Burns Philp goes to market to raise acquisition funds

By Anthony Fletcher

- Last updated on GMT

Burns Philp's plan to raise A$2.1 billion (€1.3 billion) from a
share offering in its Goodman Fielder business underlines the
group's ambitions to dominate the Australasian ingredients market.

The immediate purpose of the offer is to provide Goodman Fielder with funds to acquire the baking, spreads and oils businesses from the Burns Philp group, acquire New Zealand Dairy Foods (NZDF) and pursue other growth opportunities.

Goodman Fielder is the largest supplier of edible fats and oils to Australian and New Zealand food manufacturers, and is the largest supplier of flour in New Zealand.

NZDF has a top three market position in each of the product categories it competes. The acquisition will therefore make Goodman Fielder a formidable player in the Australasian food ingredients market.

Goodman Fielder's acquisition of New Zealand Dairy Foods provides a platform into the dairy category in Australasia and enhances the future growth opportunities of the business,"​ said Goodman Fielder managing director Peter Margin.

The decision to spin off the business follows the recent rejection of a bid for Goodman Fielder from a private equity consortium. Burns Philp said that it wanted to retain a strong shareholding in the newly listed business, and argued that this was in the best interests of its shareholders.

Burns Philp intends to retain a minimum 20 per cent stake in Goldman Fielder.
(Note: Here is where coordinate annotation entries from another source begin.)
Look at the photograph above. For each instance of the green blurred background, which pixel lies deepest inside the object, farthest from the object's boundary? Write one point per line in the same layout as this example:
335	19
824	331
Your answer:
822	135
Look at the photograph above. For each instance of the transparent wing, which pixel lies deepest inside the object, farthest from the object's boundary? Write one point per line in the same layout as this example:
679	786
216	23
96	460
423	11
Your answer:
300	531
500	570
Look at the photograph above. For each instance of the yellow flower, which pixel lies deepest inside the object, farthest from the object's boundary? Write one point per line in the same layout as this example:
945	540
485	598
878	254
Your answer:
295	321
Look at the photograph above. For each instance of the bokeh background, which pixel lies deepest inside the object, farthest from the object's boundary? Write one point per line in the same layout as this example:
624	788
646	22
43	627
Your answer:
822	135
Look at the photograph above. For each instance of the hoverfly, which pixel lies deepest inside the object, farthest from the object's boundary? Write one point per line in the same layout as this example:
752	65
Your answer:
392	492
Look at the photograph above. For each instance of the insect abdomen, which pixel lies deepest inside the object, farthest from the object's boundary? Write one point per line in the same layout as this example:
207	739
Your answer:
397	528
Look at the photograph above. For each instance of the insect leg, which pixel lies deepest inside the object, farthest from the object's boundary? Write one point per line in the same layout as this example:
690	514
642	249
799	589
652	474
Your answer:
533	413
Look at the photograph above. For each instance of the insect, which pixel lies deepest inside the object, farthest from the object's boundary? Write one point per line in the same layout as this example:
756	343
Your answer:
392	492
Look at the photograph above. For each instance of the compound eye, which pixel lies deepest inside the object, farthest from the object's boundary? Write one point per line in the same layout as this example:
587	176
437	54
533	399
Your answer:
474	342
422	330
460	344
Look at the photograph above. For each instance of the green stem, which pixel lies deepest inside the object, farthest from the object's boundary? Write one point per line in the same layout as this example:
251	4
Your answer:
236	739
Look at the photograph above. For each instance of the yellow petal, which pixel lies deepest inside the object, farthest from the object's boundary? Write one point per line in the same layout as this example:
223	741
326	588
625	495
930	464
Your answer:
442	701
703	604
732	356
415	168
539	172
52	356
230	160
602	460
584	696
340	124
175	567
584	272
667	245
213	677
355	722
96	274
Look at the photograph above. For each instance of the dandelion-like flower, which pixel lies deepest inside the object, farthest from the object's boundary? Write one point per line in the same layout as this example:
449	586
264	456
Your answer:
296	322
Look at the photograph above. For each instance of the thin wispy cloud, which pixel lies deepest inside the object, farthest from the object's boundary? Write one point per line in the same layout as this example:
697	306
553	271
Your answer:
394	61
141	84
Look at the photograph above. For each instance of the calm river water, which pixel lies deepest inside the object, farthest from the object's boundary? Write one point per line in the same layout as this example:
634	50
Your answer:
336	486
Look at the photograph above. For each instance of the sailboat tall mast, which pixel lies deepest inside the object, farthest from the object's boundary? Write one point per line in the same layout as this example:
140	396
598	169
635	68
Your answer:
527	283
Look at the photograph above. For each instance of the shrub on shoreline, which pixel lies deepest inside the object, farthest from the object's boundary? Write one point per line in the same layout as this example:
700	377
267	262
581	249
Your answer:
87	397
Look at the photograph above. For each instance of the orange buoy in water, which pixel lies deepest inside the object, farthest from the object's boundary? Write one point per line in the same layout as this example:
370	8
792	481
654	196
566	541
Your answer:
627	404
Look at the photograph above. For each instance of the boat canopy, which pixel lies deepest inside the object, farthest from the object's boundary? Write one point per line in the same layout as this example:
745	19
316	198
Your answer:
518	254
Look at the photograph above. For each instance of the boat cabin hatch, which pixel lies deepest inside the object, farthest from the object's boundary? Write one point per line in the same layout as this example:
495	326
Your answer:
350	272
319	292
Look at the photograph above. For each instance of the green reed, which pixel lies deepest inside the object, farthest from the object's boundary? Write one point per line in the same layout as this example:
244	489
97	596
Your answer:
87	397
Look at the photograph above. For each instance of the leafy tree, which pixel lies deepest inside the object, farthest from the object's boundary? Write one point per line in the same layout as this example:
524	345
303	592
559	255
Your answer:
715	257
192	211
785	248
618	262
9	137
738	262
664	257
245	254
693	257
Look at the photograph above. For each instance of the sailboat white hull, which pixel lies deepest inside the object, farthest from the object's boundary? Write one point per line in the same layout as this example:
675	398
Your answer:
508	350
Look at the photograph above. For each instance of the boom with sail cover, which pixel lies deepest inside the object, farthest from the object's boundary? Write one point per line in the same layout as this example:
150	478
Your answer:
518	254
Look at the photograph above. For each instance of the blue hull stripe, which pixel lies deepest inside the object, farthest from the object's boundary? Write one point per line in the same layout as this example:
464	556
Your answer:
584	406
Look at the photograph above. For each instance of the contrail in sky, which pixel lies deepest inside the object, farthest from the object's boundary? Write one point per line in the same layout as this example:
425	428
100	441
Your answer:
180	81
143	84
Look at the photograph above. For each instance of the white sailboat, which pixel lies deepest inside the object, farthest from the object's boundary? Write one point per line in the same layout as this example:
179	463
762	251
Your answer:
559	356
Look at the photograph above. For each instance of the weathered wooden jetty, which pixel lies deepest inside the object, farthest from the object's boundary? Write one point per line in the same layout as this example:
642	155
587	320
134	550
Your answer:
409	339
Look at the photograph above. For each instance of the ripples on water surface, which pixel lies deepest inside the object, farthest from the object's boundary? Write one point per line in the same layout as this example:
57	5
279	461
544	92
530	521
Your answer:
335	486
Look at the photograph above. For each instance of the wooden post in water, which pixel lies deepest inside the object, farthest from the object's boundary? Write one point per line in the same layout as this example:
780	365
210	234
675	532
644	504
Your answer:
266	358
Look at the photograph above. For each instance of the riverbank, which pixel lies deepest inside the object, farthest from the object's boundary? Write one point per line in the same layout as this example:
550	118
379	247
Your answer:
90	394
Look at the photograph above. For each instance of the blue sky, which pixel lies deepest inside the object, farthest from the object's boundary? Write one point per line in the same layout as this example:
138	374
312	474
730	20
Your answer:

Indeed, as a combined business for FY 2006, Goodman Fielder will have, as Burns Philp puts it, substantial scale. The company forecasts sales of $2,462 million and EBITA of $417 million, an 11 per cent increase in EBITA on the previous year.

"Goodman Fielder's portfolio of leading brands, its track record of product innovation, customer service and its extensive supply chain infrastructure provide it with a strong platform from which to capitalise on ongoing growth opportunities across its major product categories,"​ said Goodman Fielder chairman Tom Degnan.

A prospectus was lodged today at the Australian Securities and Investments Commission (ASIC) and the New Zealand Registrar of Companies, for an initial public offering on the Australian Stock Exchange (ASX) and New Zealand Stock Market (NZSX).

The initial public offering will be the world's ninth biggest IPO this year and takes the value of Australian Initial Public Offerings (IPOs) announced this month to A$5.5 billion.

The IPO is expected to open within ten days and following a global roadshow, to close and list in December 2005.

Burn Philp acquired the much larger Goodman Fielder food group two years ago in a hostile €1.2 billion takeover. This latest spin off follows hot on the heels of the firm's cash-boosting A$1.90 billion sale last year of its yeast and spices businesses to UK firm Associated British Foods.